L’homme se construit en société et non dans l’isolement. L’échange entre les enfants est une façon de se confronter à d’autres points de vue. Ces relations sociales s’apprennent sur la cour de récréation comme dans les temps scolaires. La pédagogie coopérative selon P. Faure propose des  » mises en commun, sorte de conseil coopératif. Il s’agit de se réjouir des réussites des autres, mais aussi d’apprendre à demander, recevoir, proposer de l’aide, ce qui me semble poser de bonnes bases de fraternité »[5] En effet, cette fraternité repose sur l’existence de plusieurs moi que sont les élèves pour en faire un nous. Et cet apprentissage sera consolidé par l’enseignement de la grammaire structurante dès les classes maternelles. Cet apprentissage permet donc aux élèves d’apprendre quelques règles fondamentales pour évoluer de manière équilibrée en société. Prenons un exemple : ni couper, ni monopoliser la parole et surtout écouter les autres ! La culture acquise à l’école permettra à l’enfant d’aller dans le monde et vers les autres, en restant libre. La réalité ne se laisse pas voir  toute seule[6] L’école a la mission d’être un médiateur entre l’enfant et le monde réel, par la culture qu’elle transmet.

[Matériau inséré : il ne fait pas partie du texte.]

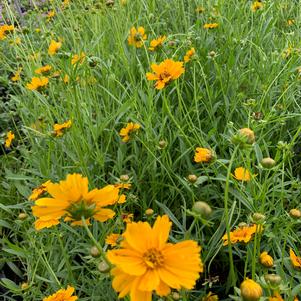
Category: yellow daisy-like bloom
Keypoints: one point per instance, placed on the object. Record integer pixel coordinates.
(43, 69)
(113, 239)
(37, 192)
(203, 155)
(146, 262)
(62, 295)
(71, 199)
(60, 128)
(242, 174)
(54, 47)
(189, 54)
(78, 58)
(165, 72)
(10, 136)
(17, 76)
(156, 43)
(242, 234)
(250, 290)
(266, 260)
(128, 130)
(210, 25)
(256, 6)
(37, 83)
(137, 37)
(296, 261)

Bien se connaitre pour mieux apprendre

Dans les années 1980, les travaux d’Antoine de La Garanderie[7] ont révélé différents profils pédagogiques d’élèves. Les visuels ont accès à la connaissance par la vue, les auditifs par l’ouïe, les kinesthésiques par le geste. H. Gardner affine cette connaissance des profils en introduisant le concept « d’intelligences multiples » mais lui-même aurait préféré le terme de « talent »[8]… Quelles que soient les dénominations choisies pour nous faire entrer dans les « cases de profils pédagogiques », la parole et l’analyse sont absolument indispensables pour tous les profils d’élèves afin qu’ils accèdent à la mémoire à long terme ; accéder à la mémoire à long terme est quatre fois plus lent que l’accès à la mémoire à court terme.  Un apprentissage de qualité nécessite du temps car les élèves doivent passer les apprentissages dans le cerveau analytique et ce passage ne s’effectue que grâce à l’analyse et la parole. Apprendre par coeur en comprenant et acquérir des automatismes permettent également de travailler et de développer sa mémoire à long terme.

Les sciences cognitives nous refont également découvrir que les enfants apprennent lorsqu’ils sont confrontés à une difficulté suffisamment importante pour être motivante. C’est ce que le pédagogue russe Lev Vygotsky appelle la zone proximale de développement ou la doctoresse italienne Maria Montessori les périodes sensibles… Ce qui est important, c’est de donner aux enfants envie d’apprendre, plaisir d’apprendre grâce à des enseignants qui transmettront un intérêt, un apport conséquent, une verbalisation et des relations entre les savoirs.

Cas particuliers

Nous nous donnerons la possibilité d’intégrer les élèves à besoins éducatifs particuliers en  nombre raisonnable et très réfléchi. L’école des CoLibRis devra rester fidèle à son objet : une école « extraordinaire » pour des élèves « ordinaires ». En effet, les enseignants sont des maitres et/ou des maitresses ordinaires. Les familles et les spécialistes tels les orthophonistes, les psychologues, les neuropsychiatres… sont des ressources. Nous travaillerons de concert avec eux afin d’aider au mieux ces élèves.

[1] Toscani P. 2013. Les neurosciences au coeur de la classe.

[2] Faure P. 1979. Un enseignement personnalisé et communautaire.

[3] Aberkane I. 2016. Libérez votre cerveau !

[4] Connac S. 2017. Enseigner sans exclure.

[5] Lachèze A. Présidente de l’Association internationale de recherche et d’animation pédagogique. Juillet 2016.

[6] Bellamy F.X. 2014. Les Déshérités ou l’urgence de transmettre.

[7] La Garanderie de A. 1993. Les profils pédagogiques : discerner les aptitudes scolaires.

[8] Gardner H. 1996. Les intelligences multiples : pour changer l’école, la prise en compte des différentes formes d’intelligence.